# Fireplaces in Ames Cost HOW MUCH Now?

## Introduction

Imagine you're a postdoctoral scholar in 2010 who has toiled through countless sleepless nights to perfect your experiments in molecular chemistry and publish a vast array of papers in the most prestigious journals. With this glowing curriculum vitae, the possibilities for your next move in the esteemed world of academia are endless! You could begin your endeavors at a prestigious private institution such as Harvard, Stanford, or UChicago. Or your may opt public universities in California, Michigan, or Florida that provide plenty of funding and a pipeline of students who can keep your lab running. With such an impressive body of work, the academic world is your oyster.

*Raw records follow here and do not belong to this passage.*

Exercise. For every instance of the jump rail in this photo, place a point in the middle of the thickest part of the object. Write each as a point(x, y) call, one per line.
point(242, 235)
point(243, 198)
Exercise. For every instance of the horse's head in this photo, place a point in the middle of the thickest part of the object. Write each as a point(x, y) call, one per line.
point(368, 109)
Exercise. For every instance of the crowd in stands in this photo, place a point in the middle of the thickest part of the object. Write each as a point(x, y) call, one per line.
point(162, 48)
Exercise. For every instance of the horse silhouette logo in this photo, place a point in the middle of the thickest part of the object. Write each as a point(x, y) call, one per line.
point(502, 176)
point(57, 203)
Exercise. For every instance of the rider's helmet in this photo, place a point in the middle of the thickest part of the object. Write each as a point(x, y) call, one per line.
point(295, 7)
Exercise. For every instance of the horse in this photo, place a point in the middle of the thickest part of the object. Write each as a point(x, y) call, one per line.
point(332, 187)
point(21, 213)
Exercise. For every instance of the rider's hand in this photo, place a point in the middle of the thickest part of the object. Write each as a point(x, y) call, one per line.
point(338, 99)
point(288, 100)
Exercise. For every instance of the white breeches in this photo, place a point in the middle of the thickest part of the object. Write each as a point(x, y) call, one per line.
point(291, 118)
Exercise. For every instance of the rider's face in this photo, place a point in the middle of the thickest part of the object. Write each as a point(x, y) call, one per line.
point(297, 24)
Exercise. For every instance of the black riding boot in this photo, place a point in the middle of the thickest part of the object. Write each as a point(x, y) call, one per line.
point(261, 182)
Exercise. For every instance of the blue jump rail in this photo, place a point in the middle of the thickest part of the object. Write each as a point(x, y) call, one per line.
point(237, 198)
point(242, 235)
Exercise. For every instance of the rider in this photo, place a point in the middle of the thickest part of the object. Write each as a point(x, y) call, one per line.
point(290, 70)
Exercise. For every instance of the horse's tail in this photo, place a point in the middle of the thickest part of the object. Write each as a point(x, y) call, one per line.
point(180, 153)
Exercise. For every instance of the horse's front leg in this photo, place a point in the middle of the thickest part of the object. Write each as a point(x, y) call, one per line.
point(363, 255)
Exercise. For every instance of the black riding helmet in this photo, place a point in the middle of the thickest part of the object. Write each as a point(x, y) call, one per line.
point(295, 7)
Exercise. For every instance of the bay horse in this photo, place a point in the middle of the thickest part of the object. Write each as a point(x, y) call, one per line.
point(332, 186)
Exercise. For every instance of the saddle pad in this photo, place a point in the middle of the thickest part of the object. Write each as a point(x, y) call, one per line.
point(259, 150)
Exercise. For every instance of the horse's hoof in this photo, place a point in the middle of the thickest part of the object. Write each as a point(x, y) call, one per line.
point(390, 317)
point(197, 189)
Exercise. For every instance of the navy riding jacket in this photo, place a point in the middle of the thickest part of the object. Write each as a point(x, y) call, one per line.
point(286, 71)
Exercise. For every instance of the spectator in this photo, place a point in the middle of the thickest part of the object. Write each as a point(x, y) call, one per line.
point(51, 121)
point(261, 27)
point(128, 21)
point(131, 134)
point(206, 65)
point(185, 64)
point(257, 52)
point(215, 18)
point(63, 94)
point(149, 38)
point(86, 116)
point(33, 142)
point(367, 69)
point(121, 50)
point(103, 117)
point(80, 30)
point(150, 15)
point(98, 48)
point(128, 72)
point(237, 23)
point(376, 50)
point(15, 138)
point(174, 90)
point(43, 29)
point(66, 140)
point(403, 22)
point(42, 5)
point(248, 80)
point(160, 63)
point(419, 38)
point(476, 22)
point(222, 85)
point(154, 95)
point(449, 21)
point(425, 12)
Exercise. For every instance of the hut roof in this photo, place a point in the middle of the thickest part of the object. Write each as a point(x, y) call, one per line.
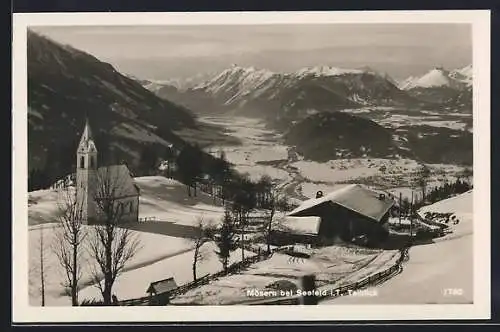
point(162, 286)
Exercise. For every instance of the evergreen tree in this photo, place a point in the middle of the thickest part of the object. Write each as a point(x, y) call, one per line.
point(225, 238)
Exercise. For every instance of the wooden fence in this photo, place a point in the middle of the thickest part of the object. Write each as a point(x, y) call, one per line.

After interviewing with countless departments, the results are in! You'll start your illustrious academic career with a tenure track job in... Iowa State University in Ames, Iowa. Yeah, maybe not quite the NCAA football powerhouse you and your spouse were hoping to push your future kids into for those lucrative NIL deals, but hey, you have a job and you should feel blessed. Once you're accepted the offer, the next goal is to find a home. (I doubt in this day and age the most economical postdocs can afford a single-family home even in the smallest of towns, but 2010 was a different time fresh off a housing market crash, so please suspend your disbelief.)

While researching the housing market in Ames, your curiosity is piqued by this very comprehensive dataset from Kaggle that contains information on sale prices and a variety of attributes for over 2,500 houses in the city built in or before 2010. Upon perusing the data, you realize that you can gain quantitative insight into which housing features might impact the sale price the most by developing machine learning models that can achieve different objectives, depending on whether you want to predict the price with strong accuracy or clearly describe how modifying various features changes the price. These models can inform not only how homebuyers might make a choice on what kind of housing to purchase, but also what features can improve the value of a home upon resale.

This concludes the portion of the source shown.